Methods: Ninety COVID-19 patients were included and grouped according to the severity to three groups: severe/critical (n=30), mild/moderate (n=30) and asymptomatic (n=30). Hereditary thrombophilia genetic markers [prothrombin (FII) G20210A, factor V Leiden (FVL) G1691A, factor XIII (FXIII) V34L, methylene tetrahydrofolate reductase (MTHFR) A1298C and C677T, and plasminogen activator inhibitor-1 (PAI-1) 4G & 5G] were genotyped for all patients.
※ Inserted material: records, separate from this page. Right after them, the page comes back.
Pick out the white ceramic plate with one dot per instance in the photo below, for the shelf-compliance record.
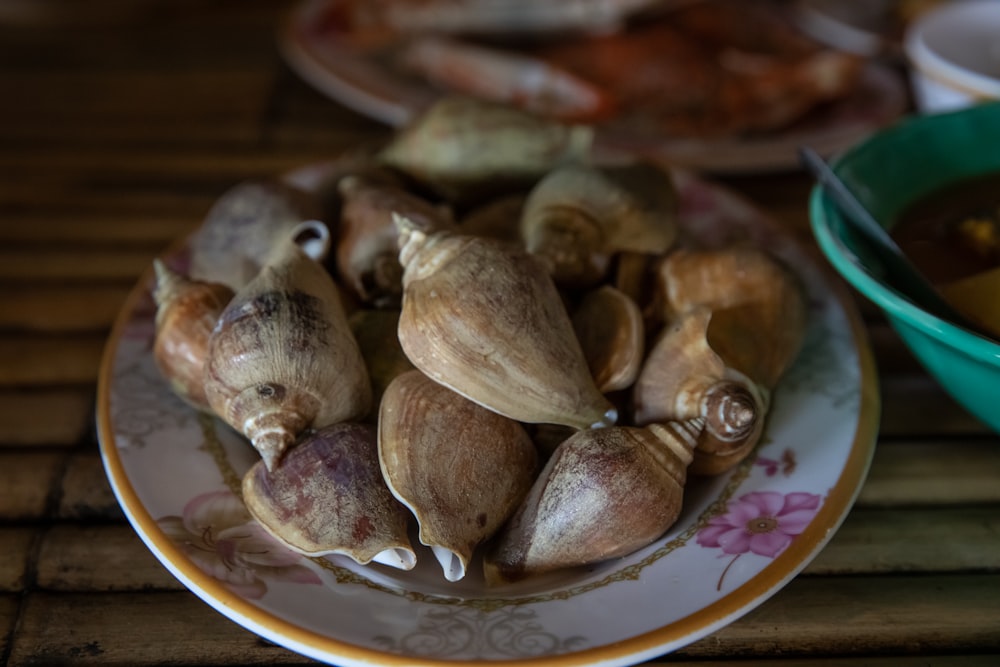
(177, 476)
(359, 79)
(865, 27)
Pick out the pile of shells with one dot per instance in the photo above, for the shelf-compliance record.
(480, 328)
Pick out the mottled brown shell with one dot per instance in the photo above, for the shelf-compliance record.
(683, 379)
(460, 468)
(483, 318)
(758, 306)
(243, 227)
(461, 145)
(328, 497)
(367, 250)
(186, 313)
(282, 357)
(603, 494)
(579, 216)
(609, 326)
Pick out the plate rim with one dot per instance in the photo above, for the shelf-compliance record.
(767, 582)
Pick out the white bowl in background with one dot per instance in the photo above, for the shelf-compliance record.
(954, 55)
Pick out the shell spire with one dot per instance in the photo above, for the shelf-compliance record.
(282, 357)
(483, 318)
(186, 313)
(603, 494)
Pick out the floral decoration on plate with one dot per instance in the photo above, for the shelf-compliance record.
(740, 537)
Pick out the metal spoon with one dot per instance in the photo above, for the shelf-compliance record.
(901, 274)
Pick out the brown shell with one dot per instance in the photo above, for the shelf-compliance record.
(603, 494)
(758, 306)
(243, 228)
(367, 251)
(186, 313)
(460, 468)
(328, 497)
(579, 216)
(483, 318)
(462, 145)
(282, 357)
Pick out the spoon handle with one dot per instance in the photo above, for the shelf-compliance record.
(901, 273)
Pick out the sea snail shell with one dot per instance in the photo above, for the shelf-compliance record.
(460, 468)
(604, 493)
(462, 143)
(282, 357)
(186, 313)
(484, 319)
(328, 497)
(367, 249)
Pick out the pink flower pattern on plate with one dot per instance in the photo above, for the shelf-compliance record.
(760, 522)
(218, 534)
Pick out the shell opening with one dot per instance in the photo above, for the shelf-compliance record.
(451, 563)
(397, 557)
(609, 419)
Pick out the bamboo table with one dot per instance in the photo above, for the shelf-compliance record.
(122, 121)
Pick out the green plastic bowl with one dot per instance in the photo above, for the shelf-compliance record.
(888, 172)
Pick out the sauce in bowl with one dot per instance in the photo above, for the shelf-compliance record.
(953, 233)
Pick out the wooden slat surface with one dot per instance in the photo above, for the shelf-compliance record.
(122, 122)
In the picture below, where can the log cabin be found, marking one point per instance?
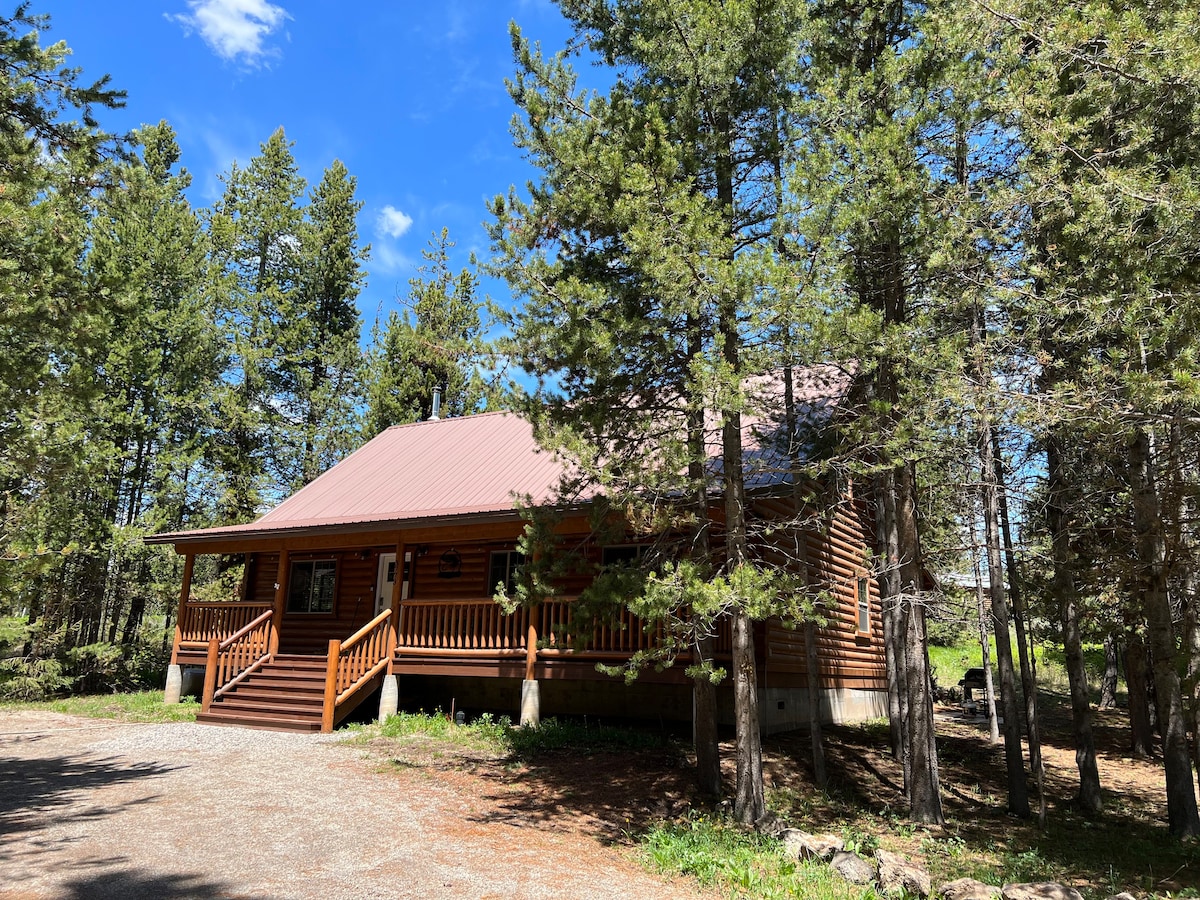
(377, 580)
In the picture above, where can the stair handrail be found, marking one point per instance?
(354, 663)
(234, 659)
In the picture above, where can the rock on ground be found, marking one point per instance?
(897, 875)
(803, 845)
(852, 868)
(1041, 891)
(967, 889)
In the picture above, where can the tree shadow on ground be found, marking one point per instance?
(607, 795)
(1127, 847)
(34, 792)
(137, 885)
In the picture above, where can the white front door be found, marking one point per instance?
(387, 579)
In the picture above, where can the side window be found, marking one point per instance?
(863, 595)
(504, 570)
(624, 553)
(311, 586)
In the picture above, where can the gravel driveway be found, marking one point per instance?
(91, 809)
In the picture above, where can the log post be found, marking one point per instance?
(281, 599)
(210, 675)
(327, 715)
(531, 696)
(389, 694)
(532, 643)
(397, 597)
(184, 594)
(174, 688)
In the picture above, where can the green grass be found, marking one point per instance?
(499, 736)
(739, 863)
(141, 707)
(952, 661)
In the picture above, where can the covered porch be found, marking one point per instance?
(348, 613)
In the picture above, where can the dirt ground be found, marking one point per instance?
(91, 809)
(97, 810)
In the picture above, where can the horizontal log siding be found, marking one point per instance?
(837, 559)
(353, 604)
(263, 569)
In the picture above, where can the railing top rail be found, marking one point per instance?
(226, 604)
(465, 601)
(245, 630)
(365, 630)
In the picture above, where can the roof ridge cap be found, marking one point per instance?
(451, 419)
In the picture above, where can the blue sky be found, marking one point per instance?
(409, 95)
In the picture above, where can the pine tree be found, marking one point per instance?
(256, 232)
(635, 259)
(318, 348)
(436, 345)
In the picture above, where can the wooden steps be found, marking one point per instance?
(287, 694)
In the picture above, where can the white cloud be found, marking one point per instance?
(393, 222)
(234, 28)
(389, 261)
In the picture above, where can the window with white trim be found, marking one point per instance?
(623, 555)
(863, 598)
(311, 586)
(504, 570)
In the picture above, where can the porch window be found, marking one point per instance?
(863, 595)
(504, 570)
(311, 587)
(623, 555)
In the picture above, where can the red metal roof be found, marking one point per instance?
(473, 465)
(480, 465)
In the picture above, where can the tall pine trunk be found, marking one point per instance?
(1067, 599)
(1020, 622)
(1014, 759)
(1109, 682)
(924, 786)
(1141, 730)
(811, 660)
(1181, 796)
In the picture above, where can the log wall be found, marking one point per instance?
(837, 561)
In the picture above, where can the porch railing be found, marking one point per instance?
(479, 628)
(204, 621)
(234, 659)
(354, 663)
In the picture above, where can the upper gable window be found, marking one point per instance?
(863, 598)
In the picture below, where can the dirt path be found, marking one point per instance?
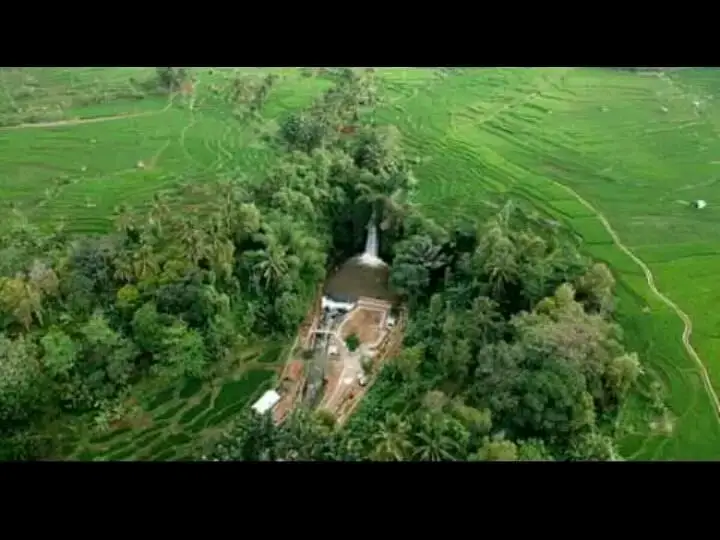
(79, 121)
(650, 279)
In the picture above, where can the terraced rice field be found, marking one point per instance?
(174, 423)
(638, 148)
(80, 171)
(580, 145)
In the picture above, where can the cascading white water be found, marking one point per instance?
(370, 256)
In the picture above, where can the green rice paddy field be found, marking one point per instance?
(176, 421)
(578, 144)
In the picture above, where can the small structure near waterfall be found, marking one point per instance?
(356, 302)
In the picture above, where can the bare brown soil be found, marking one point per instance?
(364, 323)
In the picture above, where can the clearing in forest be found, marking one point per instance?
(177, 421)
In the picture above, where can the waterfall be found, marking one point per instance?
(370, 256)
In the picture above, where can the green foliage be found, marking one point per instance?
(352, 342)
(510, 352)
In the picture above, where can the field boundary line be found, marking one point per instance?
(80, 121)
(650, 280)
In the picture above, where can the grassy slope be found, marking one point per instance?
(485, 134)
(173, 422)
(90, 169)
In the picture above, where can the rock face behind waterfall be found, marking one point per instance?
(355, 278)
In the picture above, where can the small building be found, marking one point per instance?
(335, 305)
(268, 400)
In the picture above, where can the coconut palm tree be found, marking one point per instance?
(432, 443)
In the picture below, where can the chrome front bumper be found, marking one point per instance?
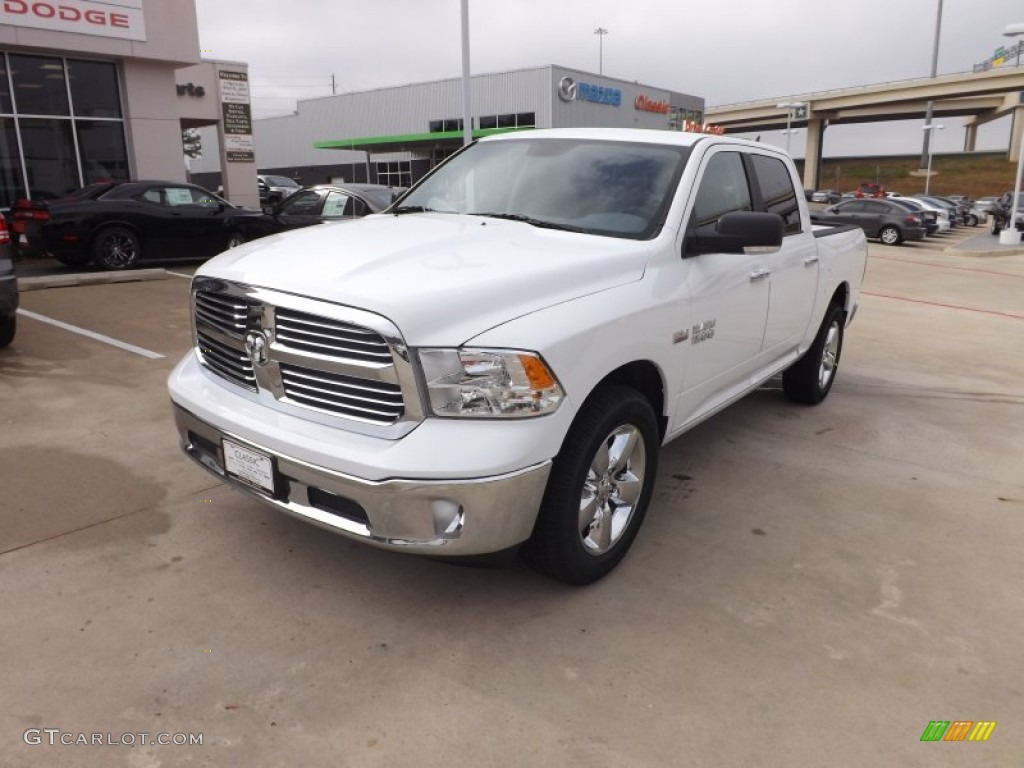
(430, 517)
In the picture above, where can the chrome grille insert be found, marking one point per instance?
(226, 360)
(333, 338)
(346, 395)
(315, 359)
(224, 312)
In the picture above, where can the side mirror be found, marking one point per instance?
(737, 231)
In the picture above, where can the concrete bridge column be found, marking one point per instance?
(1017, 134)
(812, 154)
(971, 137)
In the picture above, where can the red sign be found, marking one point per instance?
(643, 103)
(84, 16)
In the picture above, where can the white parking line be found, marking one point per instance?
(93, 335)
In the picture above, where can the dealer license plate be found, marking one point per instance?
(249, 466)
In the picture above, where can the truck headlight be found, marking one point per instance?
(489, 383)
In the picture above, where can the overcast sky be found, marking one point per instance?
(723, 50)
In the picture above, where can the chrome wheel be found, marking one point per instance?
(890, 236)
(611, 489)
(829, 355)
(117, 249)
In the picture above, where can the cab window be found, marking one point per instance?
(777, 193)
(724, 188)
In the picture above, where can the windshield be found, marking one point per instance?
(280, 181)
(615, 188)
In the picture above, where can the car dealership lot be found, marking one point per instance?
(812, 586)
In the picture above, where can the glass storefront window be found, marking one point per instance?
(39, 85)
(94, 89)
(11, 182)
(101, 144)
(49, 158)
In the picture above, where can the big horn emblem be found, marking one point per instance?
(256, 347)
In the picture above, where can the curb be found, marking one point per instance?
(88, 279)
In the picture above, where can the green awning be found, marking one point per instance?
(407, 141)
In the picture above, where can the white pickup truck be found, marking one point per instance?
(497, 359)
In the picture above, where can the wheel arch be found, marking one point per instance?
(101, 227)
(646, 378)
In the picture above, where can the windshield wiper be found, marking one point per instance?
(531, 221)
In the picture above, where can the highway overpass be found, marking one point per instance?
(980, 97)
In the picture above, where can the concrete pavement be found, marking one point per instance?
(812, 585)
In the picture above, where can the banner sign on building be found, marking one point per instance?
(237, 113)
(120, 18)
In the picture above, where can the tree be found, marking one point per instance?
(192, 142)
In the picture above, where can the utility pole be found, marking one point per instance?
(600, 32)
(931, 104)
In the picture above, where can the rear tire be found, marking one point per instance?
(8, 326)
(809, 379)
(116, 248)
(77, 259)
(891, 236)
(599, 488)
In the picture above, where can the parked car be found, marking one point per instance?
(474, 372)
(963, 210)
(955, 216)
(1001, 210)
(272, 189)
(8, 287)
(868, 189)
(314, 205)
(832, 197)
(889, 221)
(929, 217)
(117, 223)
(941, 213)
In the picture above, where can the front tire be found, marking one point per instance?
(809, 379)
(599, 488)
(116, 248)
(8, 326)
(891, 236)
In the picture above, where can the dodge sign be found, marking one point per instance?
(121, 18)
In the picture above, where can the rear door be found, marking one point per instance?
(794, 267)
(729, 294)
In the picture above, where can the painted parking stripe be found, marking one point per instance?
(93, 335)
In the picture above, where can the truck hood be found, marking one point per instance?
(441, 279)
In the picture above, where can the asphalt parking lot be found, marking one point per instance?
(812, 586)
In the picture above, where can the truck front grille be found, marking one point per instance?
(326, 360)
(345, 395)
(329, 337)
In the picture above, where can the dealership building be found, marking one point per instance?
(394, 135)
(92, 90)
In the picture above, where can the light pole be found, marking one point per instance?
(1015, 30)
(928, 130)
(600, 32)
(925, 151)
(790, 107)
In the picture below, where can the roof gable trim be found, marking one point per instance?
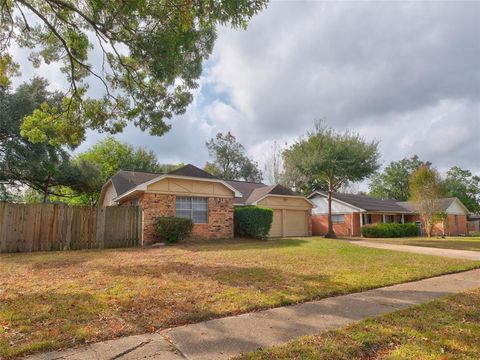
(335, 199)
(143, 186)
(290, 196)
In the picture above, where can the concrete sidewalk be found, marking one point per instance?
(227, 337)
(451, 253)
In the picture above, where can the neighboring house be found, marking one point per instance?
(473, 223)
(209, 201)
(350, 212)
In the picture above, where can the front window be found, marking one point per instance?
(195, 208)
(367, 218)
(389, 219)
(338, 219)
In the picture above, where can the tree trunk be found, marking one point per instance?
(330, 233)
(45, 192)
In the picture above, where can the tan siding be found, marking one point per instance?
(296, 223)
(277, 224)
(190, 187)
(285, 202)
(110, 194)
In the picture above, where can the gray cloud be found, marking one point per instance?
(405, 73)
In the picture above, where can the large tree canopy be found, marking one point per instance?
(230, 161)
(324, 156)
(41, 166)
(151, 54)
(393, 181)
(426, 191)
(109, 156)
(464, 185)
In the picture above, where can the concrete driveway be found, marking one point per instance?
(456, 254)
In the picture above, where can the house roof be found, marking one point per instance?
(192, 171)
(253, 192)
(125, 180)
(246, 188)
(367, 203)
(443, 204)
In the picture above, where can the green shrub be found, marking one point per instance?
(171, 229)
(253, 221)
(390, 230)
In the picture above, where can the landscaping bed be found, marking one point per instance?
(60, 299)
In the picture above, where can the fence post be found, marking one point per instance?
(100, 230)
(140, 225)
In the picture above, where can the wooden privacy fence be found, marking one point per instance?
(48, 227)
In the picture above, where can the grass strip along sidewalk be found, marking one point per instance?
(61, 299)
(447, 328)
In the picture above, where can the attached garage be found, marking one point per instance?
(296, 223)
(291, 211)
(291, 215)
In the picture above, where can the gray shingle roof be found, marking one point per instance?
(192, 171)
(254, 191)
(370, 203)
(124, 181)
(244, 187)
(443, 204)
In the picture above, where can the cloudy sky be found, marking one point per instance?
(406, 74)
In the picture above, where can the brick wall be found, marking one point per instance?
(220, 220)
(349, 227)
(451, 229)
(220, 216)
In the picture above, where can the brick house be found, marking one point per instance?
(350, 212)
(209, 201)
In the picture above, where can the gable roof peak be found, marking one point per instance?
(190, 170)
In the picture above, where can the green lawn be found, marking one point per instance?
(457, 243)
(444, 329)
(59, 299)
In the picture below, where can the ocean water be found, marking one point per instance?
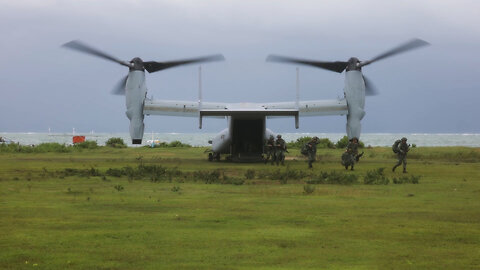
(201, 139)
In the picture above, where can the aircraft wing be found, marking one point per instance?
(312, 107)
(217, 109)
(179, 107)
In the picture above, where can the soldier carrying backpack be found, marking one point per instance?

Results: Seventeen (18.9%) patients had the polymorphism 4G/4G PAI-1 and 48 (53.3%) had 4G/5G. In addition, the heterozygous GA FVL, MTHRF677CT, and MTHRF1298AC polymorphisms were detected in 11 (12.2%), 26 (28.9%), and 38 (42.2%) patients, respectively. The rate of severe/critical patients with PAI 4G/5G gene polymorphism was higher than the asymptomatic+moderate/mild patients, and the rate of severe/critically ill patients with PAI 4G/4G polymorphism was found to be lower than the asymptomatic+moderate/mild patients. No difference was evidenced between the distribution of deceased and survivors of the genotype groups.
Conclusions: In the present study, we found that heterozygous 4G/5G PAI-1 polymorphism is associated with critical or severe COVID-19 picture, and that FVL, MTHFR, FXIII, and prothrombin polymorphisms were not directly related to COVID-19 severity.